Hat der Serienvergewaltiger wieder zugeschlagen?

Joggerin in Potsdamer Waldstück vergewaltigt

Waldweg

14. Juli 2020 - 21:48 Uhr

In Kleinmachnow, nur wenige Kilometer entfernt, wurde kürzlich schon mal eine Joggerin vergewaltigt

+++UPDATE: Die Polizei konnte am Dienstagabend den seit Wochen gesuchten Mann festnehmen – er soll auch die Frau in Potsdam angegriffen haben. Mehr dazu hier+++

Schon wieder eine Vergewaltigung im Großraum Berlin: In Potsdam wurde am Dienstagvormittag eine junge Frau in einem Waldstück vergewaltigt – sie war beim Joggen erst angesprochen und dann überfallen worden. Die Polizei lieferte sich noch eine Verfolgungsjagd mit dem mutmaßlichen Täter, konnte dann aber fliehen. Vieles spricht dafür, dass auch diese Tat auf das Konto des seit Wochen gesuchten Serienvergewaltigers von Berlin und Brandenburg geht – doch die Polizei bestätigt das bislang nicht. 
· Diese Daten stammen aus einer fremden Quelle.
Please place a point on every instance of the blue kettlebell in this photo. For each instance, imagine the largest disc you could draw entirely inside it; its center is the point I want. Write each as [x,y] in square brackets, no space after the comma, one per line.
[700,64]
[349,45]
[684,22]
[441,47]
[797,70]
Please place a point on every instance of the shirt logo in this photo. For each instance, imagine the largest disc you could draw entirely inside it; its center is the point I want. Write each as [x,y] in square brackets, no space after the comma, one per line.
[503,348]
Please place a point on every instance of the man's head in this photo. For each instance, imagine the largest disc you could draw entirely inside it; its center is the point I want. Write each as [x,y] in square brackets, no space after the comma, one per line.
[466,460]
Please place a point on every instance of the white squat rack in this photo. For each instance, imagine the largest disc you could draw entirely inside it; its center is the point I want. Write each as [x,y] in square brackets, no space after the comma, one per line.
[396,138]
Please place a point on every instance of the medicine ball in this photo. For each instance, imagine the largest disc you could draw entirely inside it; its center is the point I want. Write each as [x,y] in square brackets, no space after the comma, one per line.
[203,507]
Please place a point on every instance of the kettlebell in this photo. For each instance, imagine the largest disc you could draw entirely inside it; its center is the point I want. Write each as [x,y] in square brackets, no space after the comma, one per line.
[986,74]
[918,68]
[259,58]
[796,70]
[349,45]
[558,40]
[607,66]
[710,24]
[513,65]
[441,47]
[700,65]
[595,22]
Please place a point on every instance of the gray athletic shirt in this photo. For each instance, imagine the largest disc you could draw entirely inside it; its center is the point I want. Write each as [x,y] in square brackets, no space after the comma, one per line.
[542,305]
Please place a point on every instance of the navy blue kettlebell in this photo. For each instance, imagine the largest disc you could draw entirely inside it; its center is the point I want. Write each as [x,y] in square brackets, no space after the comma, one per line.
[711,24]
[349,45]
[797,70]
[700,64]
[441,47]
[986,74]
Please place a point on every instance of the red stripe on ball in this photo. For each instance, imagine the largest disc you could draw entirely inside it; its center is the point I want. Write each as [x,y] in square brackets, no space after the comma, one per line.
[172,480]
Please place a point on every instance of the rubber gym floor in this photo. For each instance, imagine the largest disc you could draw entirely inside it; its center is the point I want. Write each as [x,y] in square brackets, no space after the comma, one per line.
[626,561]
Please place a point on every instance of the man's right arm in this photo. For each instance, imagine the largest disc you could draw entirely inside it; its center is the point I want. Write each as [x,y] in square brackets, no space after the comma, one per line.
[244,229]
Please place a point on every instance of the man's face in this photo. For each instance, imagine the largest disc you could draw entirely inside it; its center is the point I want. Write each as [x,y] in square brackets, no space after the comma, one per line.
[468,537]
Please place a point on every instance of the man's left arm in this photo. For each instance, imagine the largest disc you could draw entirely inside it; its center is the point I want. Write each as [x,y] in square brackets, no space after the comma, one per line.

Passantin fand unter Schock stehende junge Frau im Wald

Beim aktuellen Fall in Potsdam alarmierte eine Passantin die Polizei – zuvor hatte ihr offensichtlich unter Schock stehende junge Frau erzählt, gerade vergewaltigt worden zu sein. Die Passantin führte die Joggerin aus dem Waldstück zwischen Babelsberg und Dreilinden, wo sie umgehend medizinisch betreut und in ein Krankenhaus gebracht wurde.

Vergewaltigung in Potsdam: Mutmaßlicher Täter konnte der Polizei entkommen

Währenddessen machte sich die Polizei laut Pressemitteilung auf die Suche nach einem möglichen Täter – und fand einen Mann auf einem Fahrrad, auf den die vorläufige Täterbeschreibung genau passte. Als er die Polizisten gesehen habe, sei er geflohen und habe sein Fahrrad zurückgelassen, hieß es von der Polizei. Die Beamten hätten daraufhin die Verfolgung aufgenommen, einen Warnschuss abgegeben und den Mann aufgefordert, anzuhalten – jedoch ohne Erfolg. Der Mann konnte fliehen.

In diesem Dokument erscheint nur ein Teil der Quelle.